In a loop look past this "ba" to see how many of the next N characters are also "ba".
If this sequence is longer than the previously recorded longest sequence, save its length and position.
Find the next instance of "ba" after the last one.
Here's the code (not tested):
string FindLongestRepeatedSubstring(string longString, string shortString)
{
// The number of repetitions in our longest string.
int maxRepetitions = 0;
int n = shortString.length(); // For brevity.
// Where we are currently looking.
int pos = 0;
while ((pos = longString.find(shortString, pos)) != string::npos)
{
// Ok we found the start of a repeated substring. See how many repetitions there are.
int repetitions = 1;
// This is a little bit complicated.
// First go past the "ba" we have already found (pos += n)
// Then see if there is still enough space in the string for there to be another "ba"
// Finally see if it *is* "ba"
for (pos += n; pos+n < longString.length() && longString.substr(pos, n) == shortString; pos += n)
++repetitions;
// See if this sequence is longer than our previous best.
if (repetitions > maxRepetitions)
maxRepetitions = repetitions;
}
// Construct the string to return. You really probably want to return its position, or maybe
// just maxRepetitions.
string ret;
while (maxRepetitions--)
ret += shortString;
return ret;
}
What you want should look like this pseudo-code:
i = j = count = max = 0
while (i < length1 && c = name1[i++]) do
if (j < length2 && name2[j] == c) then
j++
else
max = (count > max) ? count : max
count = 0
j = 0
end
if (j == length2) then
count++
j = 0
end
done
max = (count > max) ? count : max
for (i = 0 to max-1 do
print name2
done
The idea is here but I feel that there could be some cases in which this algorithm won't work (cases with complicated overlap that would require going back in name1).
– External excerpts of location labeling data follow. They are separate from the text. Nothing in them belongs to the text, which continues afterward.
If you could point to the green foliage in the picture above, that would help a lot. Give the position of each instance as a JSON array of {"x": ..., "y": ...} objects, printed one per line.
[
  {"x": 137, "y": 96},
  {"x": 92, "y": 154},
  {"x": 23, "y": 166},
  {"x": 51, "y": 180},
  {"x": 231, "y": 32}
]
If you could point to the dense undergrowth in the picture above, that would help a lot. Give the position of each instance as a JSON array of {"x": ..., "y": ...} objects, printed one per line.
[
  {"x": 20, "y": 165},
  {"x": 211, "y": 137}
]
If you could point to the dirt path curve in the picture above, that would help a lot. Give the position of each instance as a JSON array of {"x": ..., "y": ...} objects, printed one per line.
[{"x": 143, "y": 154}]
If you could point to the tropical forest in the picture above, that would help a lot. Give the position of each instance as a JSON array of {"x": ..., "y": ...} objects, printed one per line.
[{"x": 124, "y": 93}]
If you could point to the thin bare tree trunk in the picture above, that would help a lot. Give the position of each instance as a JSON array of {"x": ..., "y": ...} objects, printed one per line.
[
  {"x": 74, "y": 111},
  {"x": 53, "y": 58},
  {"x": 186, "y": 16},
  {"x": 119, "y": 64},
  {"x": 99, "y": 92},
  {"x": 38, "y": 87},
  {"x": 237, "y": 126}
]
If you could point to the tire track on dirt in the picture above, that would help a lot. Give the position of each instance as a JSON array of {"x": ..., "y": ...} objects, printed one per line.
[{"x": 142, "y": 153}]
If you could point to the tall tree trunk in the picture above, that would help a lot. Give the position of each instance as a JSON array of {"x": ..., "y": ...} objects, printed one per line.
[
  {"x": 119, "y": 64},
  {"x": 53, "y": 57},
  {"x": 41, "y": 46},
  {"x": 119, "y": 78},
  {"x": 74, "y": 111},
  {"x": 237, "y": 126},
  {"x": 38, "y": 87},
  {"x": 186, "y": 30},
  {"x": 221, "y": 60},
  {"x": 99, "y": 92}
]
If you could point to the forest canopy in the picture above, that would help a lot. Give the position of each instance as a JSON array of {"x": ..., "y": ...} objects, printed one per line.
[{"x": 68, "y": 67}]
You may want to have a look at the Boyer-Moore algorithm and mix the two to have what you want.
The Algorithms Implementation Wikibook has an implementation of what you want in C++.
http://www.cplusplus.com/reference/string/string/find/
Maybe you made it on purpose, but you should use the std::string class and forget archaic things like char* string representation.
It will make you able to use lots of optimized methods, such as string research, etc.
why dont you use strstr function provided by C.
const char * strstr ( const char * str1, const char * str2 );
char * strstr ( char * str1, const char * str2 );
Locate substring
Returns a pointer to the first occurrence of str2 in str1,
or a null pointer if str2 is not part of str1.
The matching process does not include the terminating null-characters.
use the length's now and create a loop and play with the original string anf find the longest string inside.